Head count increased a modest 1.1 percent for the industry during the first half of 2012, having slowed during the second quarter for all Am Law 200 segments, and actually declining for non–Am Law 200 firms. Equity partner head count continued to increase only slightly, driven by modest increases among the two Am Law 100 segments. These changes in head count also resulted in a more modest increase in leverage than we saw during the first quarter.
 
With head count growth outpacing demand growth, we saw the relatively flat growth in productivity of the first quarter become a decline of 0.8 percent across the industry by the middle of the year. The biggest driver of this decline was the Am Law 1–50 firms, which saw the 0.5 percent decline in productivity they experienced during the first quarter accelerate to a 1.5 percent decline for the first half of 2012, when compared to the same period in 2011.
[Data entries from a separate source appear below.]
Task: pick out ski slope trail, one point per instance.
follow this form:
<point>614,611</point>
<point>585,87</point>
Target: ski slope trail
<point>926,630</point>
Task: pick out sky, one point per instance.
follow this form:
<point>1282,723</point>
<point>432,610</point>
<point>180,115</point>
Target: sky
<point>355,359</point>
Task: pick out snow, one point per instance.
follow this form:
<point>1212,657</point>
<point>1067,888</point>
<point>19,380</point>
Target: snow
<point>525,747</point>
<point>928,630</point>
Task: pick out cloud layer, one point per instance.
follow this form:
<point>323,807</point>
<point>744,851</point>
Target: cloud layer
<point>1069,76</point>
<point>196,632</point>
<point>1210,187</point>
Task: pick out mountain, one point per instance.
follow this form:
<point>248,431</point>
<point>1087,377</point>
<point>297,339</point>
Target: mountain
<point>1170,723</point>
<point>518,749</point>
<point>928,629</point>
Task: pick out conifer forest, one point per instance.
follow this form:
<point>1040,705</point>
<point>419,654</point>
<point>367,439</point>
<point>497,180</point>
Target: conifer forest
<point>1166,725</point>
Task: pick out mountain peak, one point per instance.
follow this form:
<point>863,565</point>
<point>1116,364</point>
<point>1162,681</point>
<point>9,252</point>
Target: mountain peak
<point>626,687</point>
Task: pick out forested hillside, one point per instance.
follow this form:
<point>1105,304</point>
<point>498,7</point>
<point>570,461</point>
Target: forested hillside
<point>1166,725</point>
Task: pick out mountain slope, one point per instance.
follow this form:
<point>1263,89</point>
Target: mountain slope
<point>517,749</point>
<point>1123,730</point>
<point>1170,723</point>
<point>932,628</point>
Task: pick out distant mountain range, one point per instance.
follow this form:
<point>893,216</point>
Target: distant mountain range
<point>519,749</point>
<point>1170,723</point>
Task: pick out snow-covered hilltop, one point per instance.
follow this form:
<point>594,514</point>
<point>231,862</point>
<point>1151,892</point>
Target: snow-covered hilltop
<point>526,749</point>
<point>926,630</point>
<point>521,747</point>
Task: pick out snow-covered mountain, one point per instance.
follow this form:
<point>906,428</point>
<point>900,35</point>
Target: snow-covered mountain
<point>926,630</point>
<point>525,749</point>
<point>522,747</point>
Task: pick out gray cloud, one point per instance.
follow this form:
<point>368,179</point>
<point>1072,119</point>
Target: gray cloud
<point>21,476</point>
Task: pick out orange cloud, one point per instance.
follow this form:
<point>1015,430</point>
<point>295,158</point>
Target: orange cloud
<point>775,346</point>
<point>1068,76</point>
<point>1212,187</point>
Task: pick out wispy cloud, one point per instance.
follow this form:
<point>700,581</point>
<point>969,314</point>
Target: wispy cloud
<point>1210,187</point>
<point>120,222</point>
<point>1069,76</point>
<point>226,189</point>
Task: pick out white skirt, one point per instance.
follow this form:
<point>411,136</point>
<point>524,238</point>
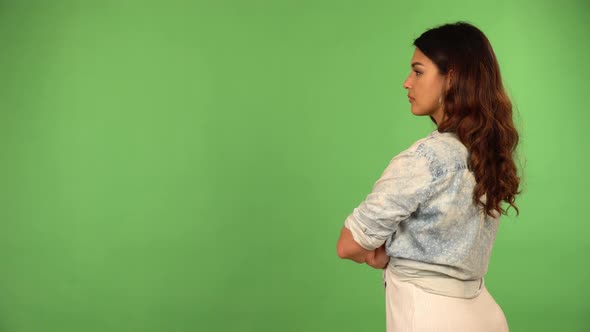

With billable hours well below historical levels for all segments, we see the continuing trend of firms feeling pressure to discount their fees. We have already seen declining realization during the first half of 2012, as reported to us in the Law Firm Leaders Survey we conducted in July of the managing partners of 57 Am Law 100 and Second Hundred firms. In response to the question, “How has realization changed in the first six months of 2012 [compared to] the same period in 2011?,” 55 percent indicated a decline—more than in either of the prior two years’ survey results.

Looking ahead, a weak increase in inventory (1.8 percent growth in mid-2012, compared to 6.3 percent growth seen in mid-2011) does not augur well for third-quarter collections. With weak demand growth and the continuation of expense growth, it is likely that expenses will continue to grow at a faster pace than revenue, squeezing margins and making it tricky to achieve even low single-digit profit growth.

Dan DiPietro and Gretta Rusanow are chairman and senior client adviser, respectively, at Citi Private Bank’s Law Firm Group.